La Turquie semble s’enfoncer progressivement dans une spirale de violence aux conséquences imprévisibles sur la stabilité du pays.
La dernière victime de cette violence est l’ambassadeur russe, Andrey Karlov, assassiné hier par cinq balles dans le dos dans une galerie d’art à Ankara. Il ne se passe pratiquement pas de jour sans que le sang coule à Istanbul ou à Ankara et que des civils ou des policiers tombent victimes d’attentats terroristes. On est très loin des années paisibles où la Turquie enregistrait des taux de croissance records et un rythme de développement économique qui la rapprochait des pays développés. On est très loin des promesses du chef du parti islamiste Erdogan consistant à faire de la Turquie « un pays sans ennemis ».
Mais d’abord revenons à cette tragédie d’hier. L’ambassadeur de Russie à Ankara était en train de faire une allocution dans une galerie d’art dans la capitale turque quand surgit un jeune homme qui, en apparence, n’a rien d’un terroriste. Impeccablement habillé, costume, cravate, chaussures parfaitement cirés, le jeune homme est « un policier de 22 ans ». Un revolver à la main, il avance calmement vers l’ambassadeur sans que personne n’intervienne et lui tire cinq balles dans le dos. L’ambassadeur s’effondre. Mais le terroriste continue de tirer et deux ou trois personnes sont blessées.
Les quelques phrases prononcées par le terroriste alternativement en turc et en arabe et rapportées par les médias internationaux et les réseaux sociaux sont suffisamment claires pour situer le terroriste et comprendre ses motivations. En arabe, l’assassin a affirmé : « Nous avons fait le serment au prophète Mohammed de mourir en martyrs ». En turc, il a dit « N’oubliez pas Alep, n’oubliez pas la Syrie ». Après avoir tiré sur l’ambassadeur il répéta le slogan propre aux terroristes de Jabhat Annusra : « Nous obéissons à l’ordre du jihad. » Revolver à la main, le terroriste a poursuivi son délire jusqu’à l’arrivée de la police qui l’a finalement abattu.
L’assassinat de l’ambassadeur russe intervient à un moment où Moscou et Ankara poursuivent d’intenses négociations sur le départ d’Alep-Est des civils et du dernier groupe de terroristes qui n’a pas encore jeté les armes. Mais il est peu probable que cette tragédie perturbe les négociations ou, encore moins, les arrêter. Il était prévu que le mardi 20 décembre le ministre turc des Affaires étrangères, Mevlüt Cavusoglu, se rende à Moscou où il aura des discussions avec ses homologues russe et iranien sur la Syrie. Dans une déclaration faite à l’Agence Reuters, le président de la Douma annonça que la rencontre de Moscou aura lieu comme prévu.

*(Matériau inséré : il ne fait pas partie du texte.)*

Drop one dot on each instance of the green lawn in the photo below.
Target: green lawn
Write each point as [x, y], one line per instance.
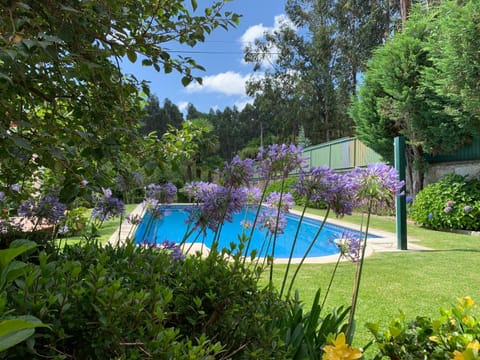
[107, 229]
[415, 282]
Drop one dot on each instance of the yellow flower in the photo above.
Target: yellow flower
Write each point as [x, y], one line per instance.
[458, 355]
[465, 302]
[340, 350]
[474, 345]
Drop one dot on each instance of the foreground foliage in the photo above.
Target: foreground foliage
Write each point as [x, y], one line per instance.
[451, 203]
[455, 335]
[134, 302]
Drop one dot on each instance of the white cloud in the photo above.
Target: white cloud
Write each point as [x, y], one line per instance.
[182, 106]
[227, 83]
[258, 31]
[240, 105]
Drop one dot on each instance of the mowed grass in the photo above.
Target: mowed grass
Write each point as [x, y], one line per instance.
[105, 231]
[417, 283]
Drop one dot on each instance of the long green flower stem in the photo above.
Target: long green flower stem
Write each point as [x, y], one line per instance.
[292, 249]
[358, 276]
[249, 241]
[307, 252]
[331, 280]
[276, 230]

Plusieurs heures après l’assassinat, aucune réaction officielle turque n’a été annoncée. Ce sont les Russes qui ont annoncé le drame aux médias. Ce long silence observé par les officiels turcs est révélateur du grand embarras, de la panique même qui règne dans les cercles du pouvoir en Turquie. L’Etat turc, on le constate pratiquement chaque jour, est de moins en moins capable de protéger ses citoyens et les membres des services de sécurité du terrorisme aveugle qui sévit désormais en Turquie. Mais les choses prennent une tournure nettement plus grave quand ce même Etat s’avère incapable de protéger les diplomates.
La Turquie est en train de subir l’effet de boomerang engendrée par la politique dangereuse entreprise par le président Erdogan vis-à-vis des Kurdes et de la Syrie.
Concernant les Kurdes, Erdogan a rompu la trêve qui a très bien marché pendant treize mois. Se croyant fort et capable de régler la question kurde à coups de bombardements, le président turc a ouvert la voie à une vague de violence qui a déjà fait des centaines de victimes parmi les civils et les forces de sécurité.
Quant à la question syrienne, à force d’avoir joué avec le feu pendant plus de cinq ans, Erdogan a mis gravement en danger la sécurité et la stabilité de son propre pays. Le feu qu’il a largement contribué à allumer en Syrie est en train de se propager en Turquie. Et c’est pour tenter de le circonscrire qu’il a abandonné ses alliés du Golfe et les groupes armés en Syrie pour aller chercher de l’aide chez les Russes et les Iraniens.